Methods : We have used 1716 images from two public datasets (IDRiD and MESSIDOR) to train/validate/test our model. IDRiD images were acquired using a Kowa (VX-10a) fundus camera and MESSIDOR data using a 3CCD camera on a Topcon (TRC NW6) non-mydriatic fundus photography. We used the following grading criteria: 0- no DME, grade1- HE without involving the fovea, and grade 2- HE involving the fovea. The image distribution was 69.5% for grade 0 (Normal), 7.3% for grade1 and 23.2% for grade 2. The macular image patches from the original dataset were cropped and resized to 512 x 512 pixels dimensions. In our lesion-aware ensemble network, two branches were utilized to capture the DME grading. First, the segmentation-guided network was implemented to learn the HE lesion information from the macular region. The second branch was a baseline classification network with EfficientNet-B7, which effectively provided the global image-level DME classification and grading (Figure 1). We compared the model’s predictions with ground-truth labels using sensitivity (SE), specificity (SP), and area under the curve (AUC) as evaluation metrics to measure the performance.

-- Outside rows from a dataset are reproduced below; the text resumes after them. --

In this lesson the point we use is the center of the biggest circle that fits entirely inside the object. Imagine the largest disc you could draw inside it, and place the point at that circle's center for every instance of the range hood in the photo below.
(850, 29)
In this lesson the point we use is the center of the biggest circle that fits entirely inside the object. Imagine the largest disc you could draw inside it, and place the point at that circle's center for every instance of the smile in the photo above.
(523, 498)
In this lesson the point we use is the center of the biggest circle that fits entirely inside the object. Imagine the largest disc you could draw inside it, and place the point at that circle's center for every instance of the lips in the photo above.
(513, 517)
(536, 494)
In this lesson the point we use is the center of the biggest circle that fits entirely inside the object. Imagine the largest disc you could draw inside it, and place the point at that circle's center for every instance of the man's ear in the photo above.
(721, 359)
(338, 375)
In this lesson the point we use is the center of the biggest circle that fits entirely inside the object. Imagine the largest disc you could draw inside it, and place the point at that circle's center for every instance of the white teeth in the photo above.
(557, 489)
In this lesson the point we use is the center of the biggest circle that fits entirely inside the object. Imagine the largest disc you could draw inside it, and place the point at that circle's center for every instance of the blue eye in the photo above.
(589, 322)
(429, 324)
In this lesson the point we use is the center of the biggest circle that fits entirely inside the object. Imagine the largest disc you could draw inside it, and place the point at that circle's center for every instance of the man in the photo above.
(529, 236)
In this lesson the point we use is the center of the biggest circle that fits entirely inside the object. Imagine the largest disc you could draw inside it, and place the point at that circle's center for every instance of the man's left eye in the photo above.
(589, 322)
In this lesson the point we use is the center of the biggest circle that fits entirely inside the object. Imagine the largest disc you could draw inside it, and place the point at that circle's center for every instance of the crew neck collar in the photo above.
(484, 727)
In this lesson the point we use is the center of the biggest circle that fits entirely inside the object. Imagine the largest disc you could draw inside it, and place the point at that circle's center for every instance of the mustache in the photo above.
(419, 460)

Results : The proposed method achieves an AUC of 91.83% on IDRiD and 93.89% on MESSIDOR test data for DME classification. The sensitivity obtained for DME grade0/grade1/grade2 is 80%/70%/87.5% on IDRiD and 96.2%/54.31%/90% on MESSIDOR test data. The performance for grade 1 classification is comparatively lower due to the limited availability of early-stage DME images. The specificity achieved for DME grade0/grade1/grade2 is 92.45%/86.66%/82.21% on IDRiD and 77.77%/98.75%/93.42% on MESSIDOR test data, respectively.

Conclusions : Our novel deep learning algorithm, based on LEAP model, effectively performs automated detection and grading of DME and captures the inter-class variability across DME grading. The proposed method can be highly impactful for DME screening programs worldwide.

This is a 2021 Imaging in the Eye Conference abstract.